4. Garmin Connect App/Website
Garmin Connect operates in a similar way to Strava in that you can build your own routes and find community-created ones too, very easily with popularity heatmaps. I currently create my new trail running routes using the Garmin Connect website when I am using a Garmin running watch, as it syncs so effortlessly.
This app won’t be for everyone because you’ll need a Garmin GPS device to be able to use the platform properly. If you have a Garmin GPS watch already then the chances are you already know that Garmin Connect has these features, but if you’re looking to buy a Garmin for their best in class navigation features then I’d recommend going for the Garmin Forerunner 945. I also own the slightly older Garmin Fenix 5X Plus GPS watch but they both have high resolution, color TOPO maps featuring trend line popularity routing to help you find and follow the best paths.
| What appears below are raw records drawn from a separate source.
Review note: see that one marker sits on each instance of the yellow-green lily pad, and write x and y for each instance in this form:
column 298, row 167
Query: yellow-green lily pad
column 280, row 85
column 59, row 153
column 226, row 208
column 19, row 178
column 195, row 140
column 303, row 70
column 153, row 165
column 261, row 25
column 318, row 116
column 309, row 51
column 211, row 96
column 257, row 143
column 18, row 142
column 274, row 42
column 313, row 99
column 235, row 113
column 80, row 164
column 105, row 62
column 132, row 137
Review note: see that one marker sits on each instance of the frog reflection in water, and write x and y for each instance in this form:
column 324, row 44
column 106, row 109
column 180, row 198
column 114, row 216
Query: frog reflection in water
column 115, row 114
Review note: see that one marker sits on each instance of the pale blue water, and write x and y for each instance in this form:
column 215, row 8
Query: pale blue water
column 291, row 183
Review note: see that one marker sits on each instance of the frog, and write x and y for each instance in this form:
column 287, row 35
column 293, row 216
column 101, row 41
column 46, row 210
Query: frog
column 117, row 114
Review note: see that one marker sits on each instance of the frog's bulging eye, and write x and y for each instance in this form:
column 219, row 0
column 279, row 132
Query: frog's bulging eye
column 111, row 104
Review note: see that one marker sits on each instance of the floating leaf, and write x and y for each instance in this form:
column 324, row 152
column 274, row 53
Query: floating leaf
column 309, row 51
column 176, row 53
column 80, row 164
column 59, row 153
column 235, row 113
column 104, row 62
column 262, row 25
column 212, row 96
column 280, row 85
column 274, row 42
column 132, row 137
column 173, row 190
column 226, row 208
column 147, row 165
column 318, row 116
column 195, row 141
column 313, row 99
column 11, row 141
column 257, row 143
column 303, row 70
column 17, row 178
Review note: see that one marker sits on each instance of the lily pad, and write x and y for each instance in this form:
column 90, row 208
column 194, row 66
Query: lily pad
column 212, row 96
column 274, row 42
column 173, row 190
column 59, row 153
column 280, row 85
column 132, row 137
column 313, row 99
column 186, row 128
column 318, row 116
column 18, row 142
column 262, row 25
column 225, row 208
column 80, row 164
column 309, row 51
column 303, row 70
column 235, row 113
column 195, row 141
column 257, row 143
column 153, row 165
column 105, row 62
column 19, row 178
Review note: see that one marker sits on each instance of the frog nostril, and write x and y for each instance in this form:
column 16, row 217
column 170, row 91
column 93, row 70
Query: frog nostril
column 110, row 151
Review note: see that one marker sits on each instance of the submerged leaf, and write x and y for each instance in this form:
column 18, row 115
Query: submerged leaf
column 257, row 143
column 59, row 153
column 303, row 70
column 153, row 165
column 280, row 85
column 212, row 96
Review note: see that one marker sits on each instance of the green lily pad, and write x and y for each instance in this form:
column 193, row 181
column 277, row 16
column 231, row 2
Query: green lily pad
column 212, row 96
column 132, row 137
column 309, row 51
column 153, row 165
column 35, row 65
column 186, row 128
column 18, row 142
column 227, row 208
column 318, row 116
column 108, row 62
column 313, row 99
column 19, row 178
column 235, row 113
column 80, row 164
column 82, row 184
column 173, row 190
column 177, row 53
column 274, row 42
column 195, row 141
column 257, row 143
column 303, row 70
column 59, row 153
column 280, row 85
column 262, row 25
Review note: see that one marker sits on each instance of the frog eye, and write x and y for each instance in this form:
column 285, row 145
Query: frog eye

I love how easy it is to set up a course/route on Garmin’s interface and then send it to the watch, ready for following during your run or hike. When the route is displayed back to you on the watch, the map is pretty detailed. I love to explore new routes/trails, so being able to see the trails lines on the watch map that you shouldn’t take, makes it much easier to see the ones you should, hence reducing the chances of getting lost.
5. TrailLink App/Website (Rails To Trails Conservancy)
The TrailLink App and website was created by the Rails-to-Trails Conservancy which is a nonprofit organization dedicated to creating a nationwide network of trails from former rail lines and connecting corridors to build healthier places for healthier people. Their mission is to create a nationwide network of trails from former rail lines, connecting corridors to build healthier places for healthier people.
What is a Rail-Trail?
Rail-trails are multi-purpose public paths created from former railroad corridors. These paths are flat or gently sloping, making them easily accessible and a great way to enjoy the outdoors. Rail-trails are ideal for many types of activities–depending on the rules established by the local community–including running, walking, bicycling, wheelchair use, inline skating, cross-country skiing, and horseback riding. So if you like this kind of hiking or running then definitely take a look at TrailLink.
We love this concept so much! Similarly to the AllTrails App, you’ll need to upgrade to their pro version in order to get all the features, like download trail routes for following on your GPS Watch rather than just in the app, for example.
You get other extra features for upgrading to TrailLink Unlimited too, including being able to download high-resolution maps of the trail you choose to run or hike, sync your favorite trails, find nearby restrooms, etc. A full list can be found here. But the main benefit I see of upgrading is that you’ll be helping to support Rails-to-Trails Conservancy’s mission to keep developing products to empower your next trail adventure.
BONUS: Take a map with you
Even if you have studied an area online, and downloaded the route to your GPS watch or handheld device, we strongly recommend taking a physical map with you, especially if you are going somewhere new or remote – where getting lost or losing battery/GPS signal can have very serious consequences!
For popular areas, you can usually find a good trail map online, or check out a local bookstore. We like the National Geographic Trails Maps as they’re clear and easy-to-read.